They have a small, thinner (2layer)piece of VPD padding on the back , and it doesn't bother me at all.

Due to the fact that the VPD pads are one piece, and large, they are fairly stiff and make the shorts less than super comfy. I do not wear them for pedaling.


----------



## phuchmileif (Aug 10, 2016)

Tjaard, how big are you? I've heard the VPD's are very slim.

I'm gonna get some pics up in a moment: I had the uberlight TLD's mentioned above, and have just picked up a pair of the 'Triple 8 bumsavers' (LOL) off of Amazon. Initial impressions are good; padding is thicker, mobility is good, coverage is good but not great. Rear pad has to be removed to prevent saddle interference.

I may go one step further and try the 'tortoise pads,' which seem like the be-all end-all of the armored diapers. Like the Triple 8's, the pads are removable, so I can pull the rear.

I'm headed back to the park in a week, and I am determined to not get utterly destroyed again. Thusly, I have a three-pronged approach: 1) I'm gonna get an instructor for a day to help my riding 2) I think I'm gonna ride clipped to help prevent losing the pedals, which is what generally caused my crashes...I know, kind of a band-aid for shitty riding, but I don't see the downside to them. I've empirically proved that I will definitely separate in a crash and 3) I'm armoring my underpants area up like a mother****er.


----------



## Tjaard (Aug 17, 2007)

I can’t tell what size I have, labels are faded. I think a M, most likely.
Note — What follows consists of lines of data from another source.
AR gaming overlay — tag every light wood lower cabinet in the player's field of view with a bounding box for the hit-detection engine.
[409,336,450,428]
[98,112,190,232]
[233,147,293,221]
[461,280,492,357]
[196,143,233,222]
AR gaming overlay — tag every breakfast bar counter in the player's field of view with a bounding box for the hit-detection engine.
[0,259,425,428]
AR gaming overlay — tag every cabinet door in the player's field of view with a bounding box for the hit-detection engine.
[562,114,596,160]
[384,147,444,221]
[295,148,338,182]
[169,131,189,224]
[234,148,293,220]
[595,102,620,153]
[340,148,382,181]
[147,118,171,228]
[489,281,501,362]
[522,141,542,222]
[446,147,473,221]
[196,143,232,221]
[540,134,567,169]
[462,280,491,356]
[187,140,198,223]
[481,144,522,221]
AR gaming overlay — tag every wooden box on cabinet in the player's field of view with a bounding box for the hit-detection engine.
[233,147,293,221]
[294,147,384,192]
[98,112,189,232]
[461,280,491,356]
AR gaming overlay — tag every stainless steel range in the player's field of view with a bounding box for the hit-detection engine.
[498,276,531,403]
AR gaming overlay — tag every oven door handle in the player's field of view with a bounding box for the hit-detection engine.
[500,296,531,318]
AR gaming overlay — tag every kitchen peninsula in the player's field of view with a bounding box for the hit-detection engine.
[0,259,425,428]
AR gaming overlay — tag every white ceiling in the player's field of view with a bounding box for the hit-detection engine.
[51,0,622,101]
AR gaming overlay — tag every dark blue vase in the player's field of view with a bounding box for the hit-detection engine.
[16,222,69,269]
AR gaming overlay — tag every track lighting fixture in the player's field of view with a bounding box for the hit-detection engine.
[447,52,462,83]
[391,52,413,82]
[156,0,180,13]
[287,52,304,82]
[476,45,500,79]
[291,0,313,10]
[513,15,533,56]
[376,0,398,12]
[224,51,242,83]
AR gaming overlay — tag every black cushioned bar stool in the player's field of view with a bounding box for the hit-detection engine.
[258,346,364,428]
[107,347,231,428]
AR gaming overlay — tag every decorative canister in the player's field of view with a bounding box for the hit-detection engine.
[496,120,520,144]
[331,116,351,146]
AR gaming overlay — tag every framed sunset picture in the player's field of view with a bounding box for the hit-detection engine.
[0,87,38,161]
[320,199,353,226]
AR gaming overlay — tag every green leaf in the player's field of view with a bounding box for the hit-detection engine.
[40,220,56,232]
I am 33” waist, with skinny legs. The bottom leg hem/cud is indeed fairly snug, if you are someone with a smaller waist relative to your thighs, that might be an issue.
They are also fairly short, so on my long legs(37” inseam) they end fairly high up, which makes that worse. If you have short legs, you should be better off.


----------



## teej83 (Aug 25, 2017)

I have the POCs and used them for a couple years. Really good impact protection, but the foam itself bunches in the pockets and it tends to ride up in crashes. Protects from deep injury, but road rash still occured.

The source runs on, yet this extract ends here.